The journey started, walked in alone

 

The broken boy was doing good, shining so bright

The broken boy never believed, and the girl was gone

No one to say well done, to whisper carry on

And the bills to be paid, faithful friends that cared

 

The boy found a man looking back, he was bang on track

All that life called success and his vision only black

The angel of that wedding day was not from heaven sent

On his destruction she was hell bent

 

He was broken, the familiar sound of unspeakable acts

The guilt for something he must have done

Back at home where he had always been

That bad person who did bad things

 

No one said well done, no one whispered carry on

Except strangers in the wilderness looking from afar

They saw, what that girl had seen

They saw everything that broken boy should have been

 

And the demons cast him into the fires of rage

Destroyed and laid waste to all he was and did

And he broke, just for a moment, and he hid

In the wilderness he was tempted, the whisper: carry on

 

The boy looked up, from the bottom his gaze was cast

The darkess welcomed him with open arms,

His amigos waited to greet their old friend,

Into the wasteland so desperate to walk and die

 

And through his bloodshot eye and battered brow

He made one solemn vow right here and now

Not today my old friends, not today

Not the wilderness nor sweet abyss will I walk

 

The broken boy, laid down the guilt of his shattered past

Found no bad things and the suitcase of his regrets

No hero bound, nor glory found, redemption will have to wait

For the boy, broken and unbound in his future will be found

Dear Diary: 9th March 2017

Threw away the food I didn’t eat; that counts?

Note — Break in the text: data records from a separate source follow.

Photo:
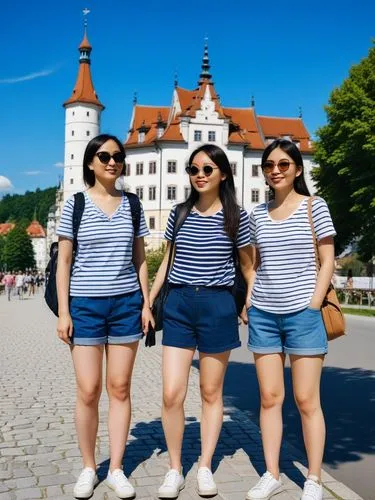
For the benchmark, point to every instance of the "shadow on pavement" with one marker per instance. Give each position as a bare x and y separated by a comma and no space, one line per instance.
348,400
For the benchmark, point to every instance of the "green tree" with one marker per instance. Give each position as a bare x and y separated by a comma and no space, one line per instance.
345,152
18,250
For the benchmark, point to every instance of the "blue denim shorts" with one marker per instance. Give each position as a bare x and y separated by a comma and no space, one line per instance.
301,333
201,317
106,320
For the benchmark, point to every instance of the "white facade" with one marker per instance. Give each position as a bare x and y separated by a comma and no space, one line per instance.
159,189
82,123
40,252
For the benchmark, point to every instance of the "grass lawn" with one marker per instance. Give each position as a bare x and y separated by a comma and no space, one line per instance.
359,312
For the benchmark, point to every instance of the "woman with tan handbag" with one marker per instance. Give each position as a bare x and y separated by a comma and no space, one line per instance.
284,312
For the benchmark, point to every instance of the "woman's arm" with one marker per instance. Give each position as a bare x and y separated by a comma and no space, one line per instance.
64,263
160,275
326,251
140,264
249,261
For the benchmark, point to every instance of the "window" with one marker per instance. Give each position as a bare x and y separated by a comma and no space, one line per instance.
141,137
171,192
172,167
255,196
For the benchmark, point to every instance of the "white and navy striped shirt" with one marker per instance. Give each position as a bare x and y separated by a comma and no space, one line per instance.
103,265
286,277
204,251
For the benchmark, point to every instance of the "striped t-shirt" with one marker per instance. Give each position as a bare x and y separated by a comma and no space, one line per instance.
103,265
286,276
204,251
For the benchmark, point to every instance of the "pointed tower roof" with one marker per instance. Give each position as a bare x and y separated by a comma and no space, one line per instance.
84,89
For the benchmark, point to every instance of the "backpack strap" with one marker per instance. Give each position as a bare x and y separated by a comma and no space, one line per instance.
135,208
79,206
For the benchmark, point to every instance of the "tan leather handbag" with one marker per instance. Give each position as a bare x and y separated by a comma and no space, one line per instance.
332,314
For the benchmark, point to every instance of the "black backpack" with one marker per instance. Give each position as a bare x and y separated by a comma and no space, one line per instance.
50,294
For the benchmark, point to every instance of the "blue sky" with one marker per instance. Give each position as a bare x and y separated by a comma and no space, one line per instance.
287,54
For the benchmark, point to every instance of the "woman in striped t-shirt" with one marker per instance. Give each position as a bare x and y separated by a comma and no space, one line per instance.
200,311
284,317
101,309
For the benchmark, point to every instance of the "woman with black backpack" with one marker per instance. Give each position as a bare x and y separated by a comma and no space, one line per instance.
200,311
103,305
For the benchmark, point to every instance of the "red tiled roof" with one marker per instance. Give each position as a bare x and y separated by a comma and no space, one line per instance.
84,89
35,230
274,127
6,227
147,116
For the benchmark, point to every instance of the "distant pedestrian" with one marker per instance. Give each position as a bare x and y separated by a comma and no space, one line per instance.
20,283
9,282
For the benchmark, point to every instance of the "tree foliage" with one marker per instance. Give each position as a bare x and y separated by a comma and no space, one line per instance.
345,152
17,207
18,252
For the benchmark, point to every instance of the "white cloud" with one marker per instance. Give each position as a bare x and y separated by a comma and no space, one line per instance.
30,76
5,183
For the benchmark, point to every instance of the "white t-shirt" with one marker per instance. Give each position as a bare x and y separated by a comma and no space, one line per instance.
286,277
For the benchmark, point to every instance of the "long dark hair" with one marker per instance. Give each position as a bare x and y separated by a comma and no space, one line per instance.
227,191
90,151
291,150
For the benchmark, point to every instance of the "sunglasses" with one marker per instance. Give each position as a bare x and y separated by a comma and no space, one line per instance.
282,165
105,157
207,170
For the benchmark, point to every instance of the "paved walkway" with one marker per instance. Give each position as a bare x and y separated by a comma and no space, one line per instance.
39,457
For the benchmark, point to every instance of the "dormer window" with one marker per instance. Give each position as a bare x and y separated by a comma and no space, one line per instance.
141,136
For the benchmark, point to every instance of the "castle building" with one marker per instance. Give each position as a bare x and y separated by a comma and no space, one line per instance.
161,138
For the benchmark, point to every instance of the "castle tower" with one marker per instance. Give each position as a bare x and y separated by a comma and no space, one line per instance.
82,121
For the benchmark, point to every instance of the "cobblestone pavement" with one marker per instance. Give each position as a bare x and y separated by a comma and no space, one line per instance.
39,457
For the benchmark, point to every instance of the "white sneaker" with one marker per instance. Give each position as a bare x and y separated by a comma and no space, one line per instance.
172,485
266,487
120,484
86,482
312,490
206,483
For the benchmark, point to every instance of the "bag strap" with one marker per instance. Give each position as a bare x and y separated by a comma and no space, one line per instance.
180,216
135,208
315,242
79,206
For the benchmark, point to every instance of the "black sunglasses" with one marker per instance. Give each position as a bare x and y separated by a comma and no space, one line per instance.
105,157
207,170
282,165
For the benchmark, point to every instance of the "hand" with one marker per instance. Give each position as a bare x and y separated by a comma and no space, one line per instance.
65,328
147,318
244,316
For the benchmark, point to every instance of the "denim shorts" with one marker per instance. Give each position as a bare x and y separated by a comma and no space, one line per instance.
201,317
301,333
106,320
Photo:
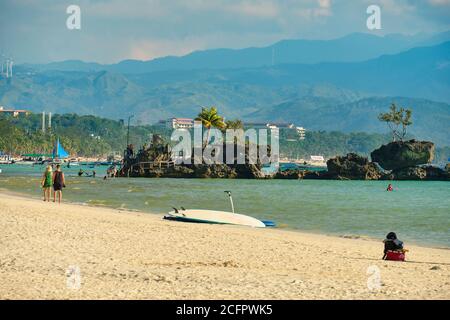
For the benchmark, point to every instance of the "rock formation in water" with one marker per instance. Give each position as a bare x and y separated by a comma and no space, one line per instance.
154,161
352,167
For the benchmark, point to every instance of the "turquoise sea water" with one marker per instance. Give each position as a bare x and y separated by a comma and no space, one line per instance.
417,211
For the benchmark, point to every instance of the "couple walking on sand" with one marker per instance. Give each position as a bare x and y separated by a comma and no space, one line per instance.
55,179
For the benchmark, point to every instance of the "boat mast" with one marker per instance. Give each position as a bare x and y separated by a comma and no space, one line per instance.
231,200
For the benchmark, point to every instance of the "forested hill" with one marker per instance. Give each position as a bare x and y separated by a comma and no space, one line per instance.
95,136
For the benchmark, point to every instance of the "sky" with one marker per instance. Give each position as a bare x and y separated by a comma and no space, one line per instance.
35,31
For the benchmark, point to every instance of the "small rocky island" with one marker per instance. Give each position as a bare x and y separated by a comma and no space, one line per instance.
155,161
399,160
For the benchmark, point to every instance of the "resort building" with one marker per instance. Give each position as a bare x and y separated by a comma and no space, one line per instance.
14,113
271,125
178,123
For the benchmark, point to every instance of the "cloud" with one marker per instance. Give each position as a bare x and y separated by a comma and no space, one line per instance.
439,2
113,30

Did a to-do list I will probably never do; that’s progress?

Made Stovetop coffee; that’s counts as self care?

Fell Asleep on my keyboard again; proof of work?

My head is full of other people’s words and I cried through Logan more than Schindler’s List.

My limp is back too.

Poetry Corner: The Captain and Jack

Poetry Corner: The Captain and Jack

The Captain and Jack are gone

Cheaper, rougher whores are what it takes

The mixer shrinks and the ice it melts

The fog no longer dims the lights

 

The empty bottles of my dynasty,

Recycled like my stories of glory days

The bitter taste of regret

Diluted with bourbon or rum till I forget

 

My hand it shakes, my gait unsteady

No longer call it pain, useless cliché

Existence once called life

Time and tide fading away

 

Another day, and breath I steal

Each one I take I cannot return

No redemption for wages earned

Sleep no friend or welcome rest

 

 

Dear Diary: 2nd March 2017

Wednesday feels like last week to be honest. I really hurt last night and today.

Nothing done at all, okay I did eat some chocolate, that counts as success right?

Honestly I don’t have enough morphine left for this and the doctor turned into an arse … weed isn’t cutting it this time, it was working so well, same batch too.

2 weeks ago we had a car each both running fine and now both are going to scrap – not the time for this shit.